# Husband having emotional affair



## rubyslippers (Feb 4, 2011)

About 2 weeks ago 'something' told me to check my husbands phone and when I did I found a text 'Good Moana Mi Amor' on it (at 7:30 am ) When I asked him about it he said she was a friend - I indicated that 'friends' don't send 'friends' that kind of text message so early in the morning. This got me thinking what else might be going on so I checked his emails. I found that he had been visiting several dating sites talking very sexy to these women and just recently had invited 1 in particular to meet him at one of his groups Bike nights at wild wings. I found emails to his old girlfriends telling them he still loved them and they were beautiful and sexy. I confronted him and he said they were just friends and couldnt' understand why I was getting so upset. I finally had to show him his emails and indicated what if this was me writing these to my exs?. He doesn't think he did anything wrong because they are just friends. We have only been married 2 years and this started a couple of months after we were married. I'm so hurt and I am not sure what to do. I made an appointment with a marriage counselor, he doesn't want to go. I'm still in shock.


----------



## sweetpea (Jan 30, 2007)

I am so sorry! Your husband does sound like he is up to something and he is minimizing his actions to you. I would keep the appointment with the marriage counselor, and go by yourself if he he wont go with you. Has he been contacting other women through out your marriage?...

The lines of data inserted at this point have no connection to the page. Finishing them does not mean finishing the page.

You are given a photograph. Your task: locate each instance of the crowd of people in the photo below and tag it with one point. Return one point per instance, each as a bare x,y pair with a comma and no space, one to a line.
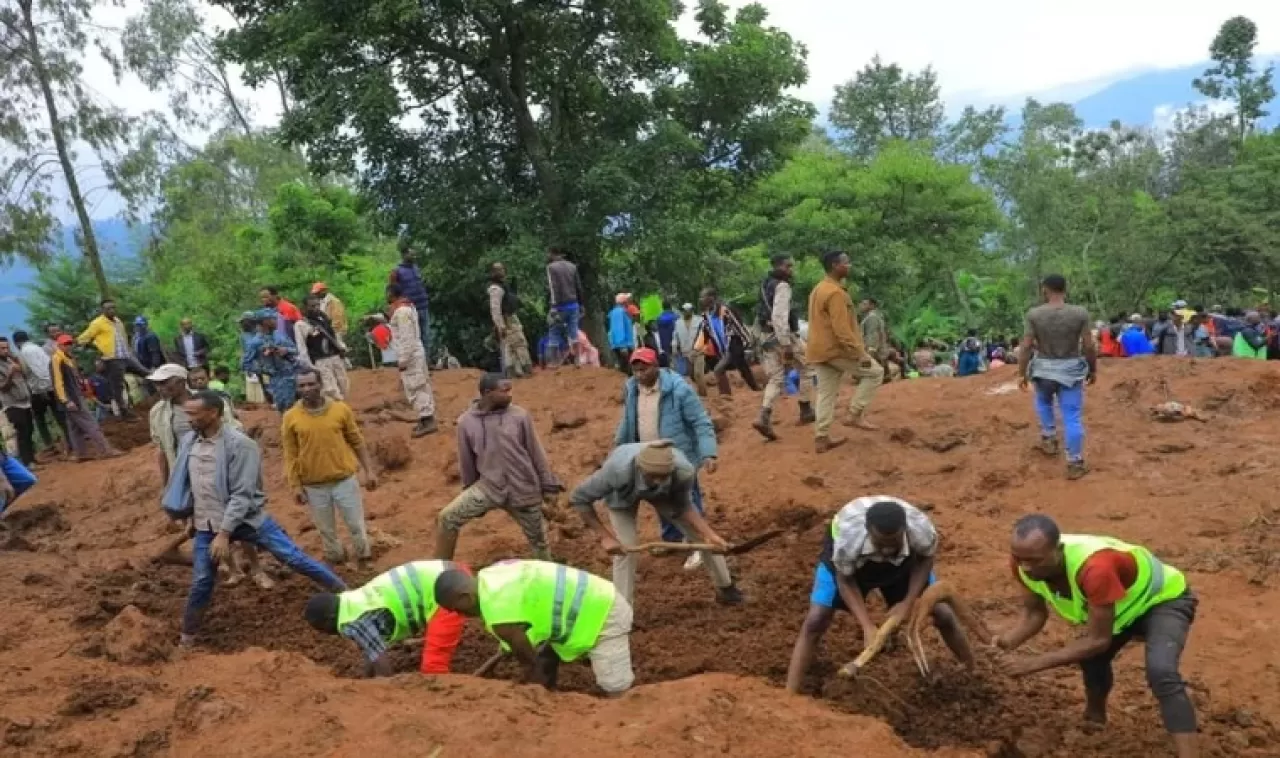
211,473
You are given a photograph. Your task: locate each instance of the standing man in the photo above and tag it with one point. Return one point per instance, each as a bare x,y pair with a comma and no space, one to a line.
411,360
874,329
39,366
277,357
287,313
81,425
567,612
658,405
191,346
320,346
407,279
146,346
332,307
218,483
1059,355
382,613
106,334
836,350
503,466
689,361
661,475
565,290
16,400
323,447
503,304
876,543
782,347
1116,592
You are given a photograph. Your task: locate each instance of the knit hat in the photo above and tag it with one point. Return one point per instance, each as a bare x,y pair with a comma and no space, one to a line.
657,459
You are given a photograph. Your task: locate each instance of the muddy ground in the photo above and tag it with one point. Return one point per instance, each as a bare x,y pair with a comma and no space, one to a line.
87,665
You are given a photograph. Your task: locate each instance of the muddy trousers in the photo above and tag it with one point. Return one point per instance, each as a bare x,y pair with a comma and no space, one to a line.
24,429
830,375
269,537
625,566
329,501
83,432
1165,629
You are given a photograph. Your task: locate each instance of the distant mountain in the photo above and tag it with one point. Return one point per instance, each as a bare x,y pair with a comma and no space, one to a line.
115,240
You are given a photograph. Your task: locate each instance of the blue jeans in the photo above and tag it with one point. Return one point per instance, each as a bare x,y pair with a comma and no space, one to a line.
670,532
269,537
1072,401
424,328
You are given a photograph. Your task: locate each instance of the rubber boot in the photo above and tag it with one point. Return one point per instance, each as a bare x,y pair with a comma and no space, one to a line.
425,425
764,425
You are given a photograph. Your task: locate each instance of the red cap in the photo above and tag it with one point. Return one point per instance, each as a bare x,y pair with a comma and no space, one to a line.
645,355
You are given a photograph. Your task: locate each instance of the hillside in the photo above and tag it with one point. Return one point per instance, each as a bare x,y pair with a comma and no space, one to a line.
708,675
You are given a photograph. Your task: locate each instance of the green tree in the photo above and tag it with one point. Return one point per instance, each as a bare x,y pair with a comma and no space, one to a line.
1234,77
886,103
508,126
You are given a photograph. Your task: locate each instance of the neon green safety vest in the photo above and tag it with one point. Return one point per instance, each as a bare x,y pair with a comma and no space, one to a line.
563,606
407,592
1156,583
1240,348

Good luck, and keep posting for advice. You will probably get more replies over the weekend.


----------



## 827Aug (Apr 27, 2008)

Your husband is definitely having EA's (if not more). The fact that he has been behaving like this after only two years of marriage is a huge problem. Going to a MC is a wise choice at this point. Even if he won't go, go alone. Here's the link to another site which may be helpful at this point. AffairCare Home

Don't doubt yourself. Your husband is out of line here.


----------



## rubyslippers (Feb 4, 2011)

Thank you for your replies. I know it probably sounds crazy but sometimes I wonder if I am over reacting but I reread the messages and I know i'm not. I guess I still can't believe people can lie so well. I am keeping my appointment with the counselor. I just can't imagine talking to any of my friends with "baby" and 'love" and beautiful etc. It's not normal.


----------



## PBear (Nov 16, 2010)

As a guy, I don't think you're over-reacting (although based on your original post, there may be cultural differences). Really, there's no honorable reason to be on a dating website. There's no good reason to tell a girl (ex girlfriend especially) that you love them and they're sexy and beautiful.

C


----------



## rubyslippers (Feb 4, 2011)

Thank you - what do you mean cultural differences?


----------



## rubyslippers (Feb 4, 2011)

oh the Mi Amore. Yes he is hispanic and I realize that there is a little difference but not that big a difference. Can you imagine if I were to talk that way to my friends and I blame it on that? no way. (his ex girlfriends are white, as am I). I also know that if they were just friends 'they wouldn't be 'hiding' from me.


----------



## PBear (Nov 16, 2010)

Rubyslippers, yes, that's what I was referring to. So there goes that excuse! 

Sorry. but I think your initial response was correct. Although just as a guess, I don't think I'd limit your concern to just an emotional affair. 

C


----------